Second National Congress memorial getting a facelift for Party's 100th anniversary
The memorial for the Second National Congress of the Communist Party of China (CPC) in Jing'an District is undergoing a major refurbishment and upgrade to commemorate the 100th anniversary of the founding of the Communist Party of China.
For the upgrade, authorities are seeking cultural relics and exhibits related to the CPC's movement in the city between 1921 and 1933 from the public.
The memorial was closed in November for the first phase of the renovation, which consists of repairing the facade's weathered walls and repainting its wooden doors.
"Traditional materials and techniques are being used to fully maintain the historical appearance of the structure while extending its durability and expanding its functions," said You Wei, deputy director of the memorial.

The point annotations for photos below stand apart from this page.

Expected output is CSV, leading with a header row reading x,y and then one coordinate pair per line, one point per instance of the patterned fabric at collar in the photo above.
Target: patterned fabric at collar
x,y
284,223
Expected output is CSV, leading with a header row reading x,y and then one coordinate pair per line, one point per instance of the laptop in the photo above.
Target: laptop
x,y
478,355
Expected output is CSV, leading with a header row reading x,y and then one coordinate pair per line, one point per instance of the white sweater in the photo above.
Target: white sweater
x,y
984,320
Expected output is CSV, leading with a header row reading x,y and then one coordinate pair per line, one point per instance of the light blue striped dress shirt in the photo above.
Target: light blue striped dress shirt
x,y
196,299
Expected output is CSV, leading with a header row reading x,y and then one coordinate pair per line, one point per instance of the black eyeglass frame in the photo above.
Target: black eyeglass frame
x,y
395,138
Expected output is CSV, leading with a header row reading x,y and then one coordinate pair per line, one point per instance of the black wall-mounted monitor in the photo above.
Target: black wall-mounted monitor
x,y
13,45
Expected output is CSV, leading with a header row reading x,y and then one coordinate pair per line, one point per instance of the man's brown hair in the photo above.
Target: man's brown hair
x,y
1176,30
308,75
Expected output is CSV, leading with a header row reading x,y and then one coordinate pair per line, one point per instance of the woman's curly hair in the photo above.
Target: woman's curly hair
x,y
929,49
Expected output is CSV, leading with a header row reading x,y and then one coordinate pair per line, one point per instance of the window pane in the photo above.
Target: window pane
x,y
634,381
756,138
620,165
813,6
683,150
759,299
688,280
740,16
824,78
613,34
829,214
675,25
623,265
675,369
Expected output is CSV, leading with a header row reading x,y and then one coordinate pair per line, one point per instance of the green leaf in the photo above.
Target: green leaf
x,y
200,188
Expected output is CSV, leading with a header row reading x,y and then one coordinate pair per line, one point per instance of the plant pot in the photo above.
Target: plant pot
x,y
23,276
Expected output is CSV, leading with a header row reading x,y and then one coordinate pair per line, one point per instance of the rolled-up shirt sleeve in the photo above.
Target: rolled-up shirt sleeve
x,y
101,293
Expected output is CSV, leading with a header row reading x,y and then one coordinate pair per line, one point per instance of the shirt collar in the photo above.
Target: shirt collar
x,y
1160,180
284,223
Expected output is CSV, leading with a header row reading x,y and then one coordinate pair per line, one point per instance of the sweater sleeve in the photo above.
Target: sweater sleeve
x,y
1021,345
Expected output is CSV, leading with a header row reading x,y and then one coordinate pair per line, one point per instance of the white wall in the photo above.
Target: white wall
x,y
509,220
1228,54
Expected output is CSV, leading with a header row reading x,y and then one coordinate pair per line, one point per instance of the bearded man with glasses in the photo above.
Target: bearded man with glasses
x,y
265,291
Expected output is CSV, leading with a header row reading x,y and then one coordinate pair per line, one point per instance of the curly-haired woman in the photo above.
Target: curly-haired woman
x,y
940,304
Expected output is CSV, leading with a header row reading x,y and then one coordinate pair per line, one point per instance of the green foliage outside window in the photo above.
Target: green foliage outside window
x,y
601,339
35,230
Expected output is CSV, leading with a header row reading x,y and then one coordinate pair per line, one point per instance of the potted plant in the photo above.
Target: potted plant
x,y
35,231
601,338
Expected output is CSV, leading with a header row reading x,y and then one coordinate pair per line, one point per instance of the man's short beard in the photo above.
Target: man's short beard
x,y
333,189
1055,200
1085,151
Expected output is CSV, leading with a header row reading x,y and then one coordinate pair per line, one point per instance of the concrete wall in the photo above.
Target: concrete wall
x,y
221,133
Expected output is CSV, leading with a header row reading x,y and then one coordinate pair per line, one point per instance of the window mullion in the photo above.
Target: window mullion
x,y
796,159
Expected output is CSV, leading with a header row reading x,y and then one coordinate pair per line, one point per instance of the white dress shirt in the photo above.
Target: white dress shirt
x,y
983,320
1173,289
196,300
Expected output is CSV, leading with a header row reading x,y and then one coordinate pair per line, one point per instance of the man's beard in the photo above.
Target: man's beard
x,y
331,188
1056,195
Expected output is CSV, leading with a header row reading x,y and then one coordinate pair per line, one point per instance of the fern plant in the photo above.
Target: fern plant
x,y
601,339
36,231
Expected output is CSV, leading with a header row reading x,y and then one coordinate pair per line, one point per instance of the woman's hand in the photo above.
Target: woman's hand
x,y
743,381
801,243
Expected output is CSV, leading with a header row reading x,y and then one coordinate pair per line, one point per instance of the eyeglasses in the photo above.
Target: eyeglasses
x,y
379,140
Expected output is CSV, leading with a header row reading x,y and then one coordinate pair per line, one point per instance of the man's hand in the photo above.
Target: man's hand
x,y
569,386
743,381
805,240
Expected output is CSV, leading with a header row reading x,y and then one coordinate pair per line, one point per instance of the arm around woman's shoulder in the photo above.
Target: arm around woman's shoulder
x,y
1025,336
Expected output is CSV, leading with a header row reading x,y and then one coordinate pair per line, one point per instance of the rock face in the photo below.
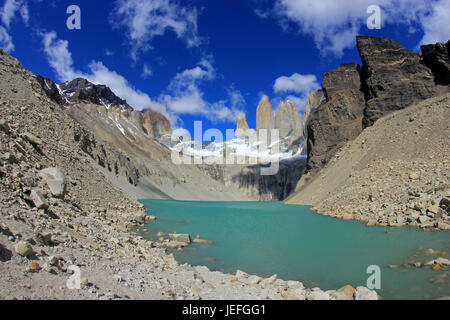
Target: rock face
x,y
155,124
55,180
315,99
51,89
264,115
437,58
81,90
288,121
242,123
393,77
340,119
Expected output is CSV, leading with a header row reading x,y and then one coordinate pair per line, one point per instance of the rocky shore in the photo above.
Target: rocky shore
x,y
395,173
60,215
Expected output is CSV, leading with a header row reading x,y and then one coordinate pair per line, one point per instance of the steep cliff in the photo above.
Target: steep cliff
x,y
390,78
338,120
393,77
437,58
264,115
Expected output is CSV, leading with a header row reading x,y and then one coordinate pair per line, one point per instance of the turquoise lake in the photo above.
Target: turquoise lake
x,y
297,244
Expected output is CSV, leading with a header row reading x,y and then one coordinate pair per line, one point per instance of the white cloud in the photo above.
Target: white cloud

In addition to the structure, the memorial's exhibits will also be upgraded.
Multimedia technologies will be used to show the original site, and several oil paintings will be displayed for the first time.

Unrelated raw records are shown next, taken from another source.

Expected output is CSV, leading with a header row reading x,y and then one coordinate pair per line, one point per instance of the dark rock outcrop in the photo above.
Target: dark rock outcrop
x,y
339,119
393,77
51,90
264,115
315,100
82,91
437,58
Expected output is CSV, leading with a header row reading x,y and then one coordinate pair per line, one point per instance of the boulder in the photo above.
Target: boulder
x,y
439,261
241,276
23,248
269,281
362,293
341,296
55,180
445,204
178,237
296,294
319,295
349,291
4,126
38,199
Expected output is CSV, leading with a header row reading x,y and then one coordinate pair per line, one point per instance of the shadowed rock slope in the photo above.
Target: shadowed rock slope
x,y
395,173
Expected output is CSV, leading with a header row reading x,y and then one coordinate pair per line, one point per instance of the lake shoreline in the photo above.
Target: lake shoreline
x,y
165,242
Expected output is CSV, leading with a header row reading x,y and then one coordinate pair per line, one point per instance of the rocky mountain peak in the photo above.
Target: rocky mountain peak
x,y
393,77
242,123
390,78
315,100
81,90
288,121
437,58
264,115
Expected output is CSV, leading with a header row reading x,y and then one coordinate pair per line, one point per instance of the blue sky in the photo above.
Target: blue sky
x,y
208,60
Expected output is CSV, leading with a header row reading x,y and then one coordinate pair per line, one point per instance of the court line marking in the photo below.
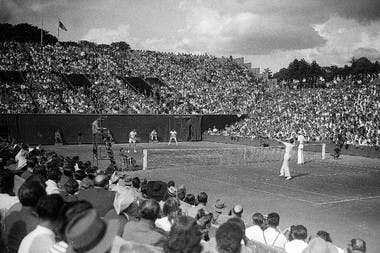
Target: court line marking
x,y
295,189
247,188
347,200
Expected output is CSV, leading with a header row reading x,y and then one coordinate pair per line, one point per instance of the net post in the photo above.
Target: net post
x,y
145,159
323,151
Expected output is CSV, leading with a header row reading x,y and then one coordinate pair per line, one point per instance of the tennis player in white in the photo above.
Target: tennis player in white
x,y
132,140
300,157
173,136
284,171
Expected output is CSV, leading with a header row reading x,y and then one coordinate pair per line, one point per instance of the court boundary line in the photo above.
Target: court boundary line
x,y
347,200
248,188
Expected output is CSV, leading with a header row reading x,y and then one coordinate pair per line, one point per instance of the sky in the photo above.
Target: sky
x,y
267,33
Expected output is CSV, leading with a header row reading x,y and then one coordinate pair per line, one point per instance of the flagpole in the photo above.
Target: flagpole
x,y
42,33
58,30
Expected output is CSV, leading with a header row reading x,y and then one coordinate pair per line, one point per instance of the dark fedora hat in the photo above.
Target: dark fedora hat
x,y
156,190
87,233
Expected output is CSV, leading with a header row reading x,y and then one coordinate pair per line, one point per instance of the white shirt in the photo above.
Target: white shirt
x,y
274,238
255,233
51,187
21,158
164,224
295,246
40,240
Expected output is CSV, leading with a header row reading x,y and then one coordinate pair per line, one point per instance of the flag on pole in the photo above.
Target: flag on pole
x,y
62,26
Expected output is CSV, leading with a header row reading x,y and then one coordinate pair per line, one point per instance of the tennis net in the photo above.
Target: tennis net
x,y
166,158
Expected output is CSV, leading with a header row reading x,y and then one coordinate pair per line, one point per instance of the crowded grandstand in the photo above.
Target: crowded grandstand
x,y
55,203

"Some historical relics will be repaired or replicated, and others will be enriched with the concept of 'memorial inside shikumen (stone-gate),'" said You.
The site on Laochengdu Road N. is where the first plenary session of the Second National Congress was held in 1922. At that time, it was one of the only underground sites that wasn't raided by police.

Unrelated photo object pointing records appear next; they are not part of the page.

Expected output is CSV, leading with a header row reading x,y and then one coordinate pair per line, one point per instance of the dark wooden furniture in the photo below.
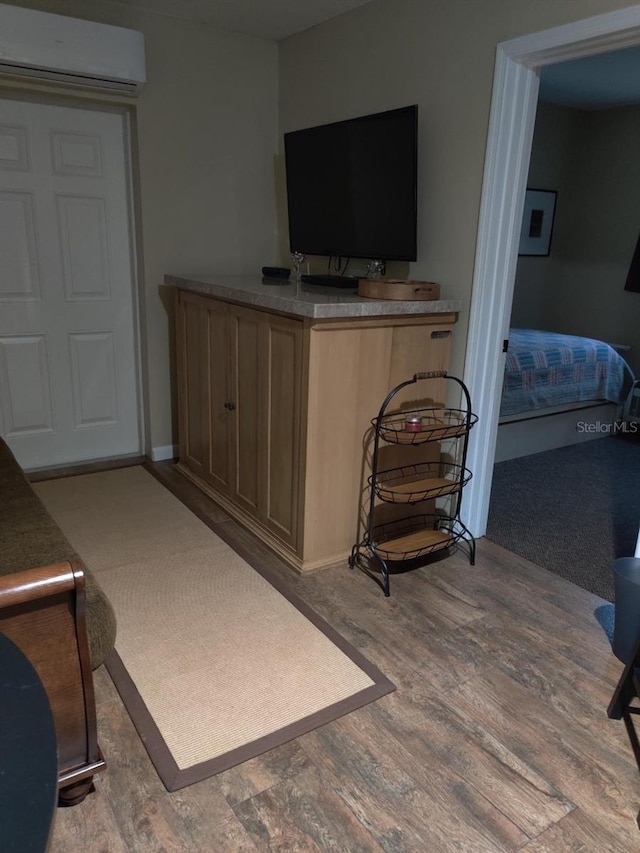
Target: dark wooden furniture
x,y
624,703
43,612
28,758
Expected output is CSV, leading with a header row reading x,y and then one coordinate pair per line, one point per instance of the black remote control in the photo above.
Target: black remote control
x,y
276,272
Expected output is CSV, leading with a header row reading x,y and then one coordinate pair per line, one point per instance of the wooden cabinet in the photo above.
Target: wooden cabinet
x,y
239,407
274,414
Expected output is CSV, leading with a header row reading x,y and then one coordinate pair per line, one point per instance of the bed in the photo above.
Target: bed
x,y
547,369
558,390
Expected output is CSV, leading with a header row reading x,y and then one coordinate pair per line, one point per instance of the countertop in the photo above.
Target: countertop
x,y
305,300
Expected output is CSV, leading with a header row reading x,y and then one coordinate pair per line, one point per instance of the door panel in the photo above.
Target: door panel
x,y
246,398
68,353
25,385
221,455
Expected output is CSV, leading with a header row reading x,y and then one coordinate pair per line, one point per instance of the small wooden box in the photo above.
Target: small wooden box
x,y
396,288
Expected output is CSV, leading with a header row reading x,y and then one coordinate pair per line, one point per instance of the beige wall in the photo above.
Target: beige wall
x,y
207,135
591,159
208,131
440,55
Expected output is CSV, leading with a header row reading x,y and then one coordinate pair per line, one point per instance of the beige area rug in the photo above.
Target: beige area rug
x,y
214,663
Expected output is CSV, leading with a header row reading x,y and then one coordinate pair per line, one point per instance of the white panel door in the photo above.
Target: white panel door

Built in 1915, the building is a typical shikumen residence where 12 Party delegates drafted the first Party constitution, an important document in the nation's history.
This two-story shikumen was also home to founding Party member Li Da, as well as serving as the Party’s first headquarters, first secret depository of confidential documents and first secret publishing house.
"Several oil paintings that tell the stories of that time will be displayed with their original colors and scenes after being renovated by artists," You said.
The cultural relics, historical materials and exhibits memorial officials are seeking include items that reveal the establishment and early development of the CPC, such as letters, diaries, telegraphs, manuscripts, newspapers, books, photos, videos and records.
The memorial will reopen later this year.
Additionally, a shikumen on Jiangning Road used by the Party's Secretariat to store classified documents from 1927 to 1931 will open with theater performances and exhibitions.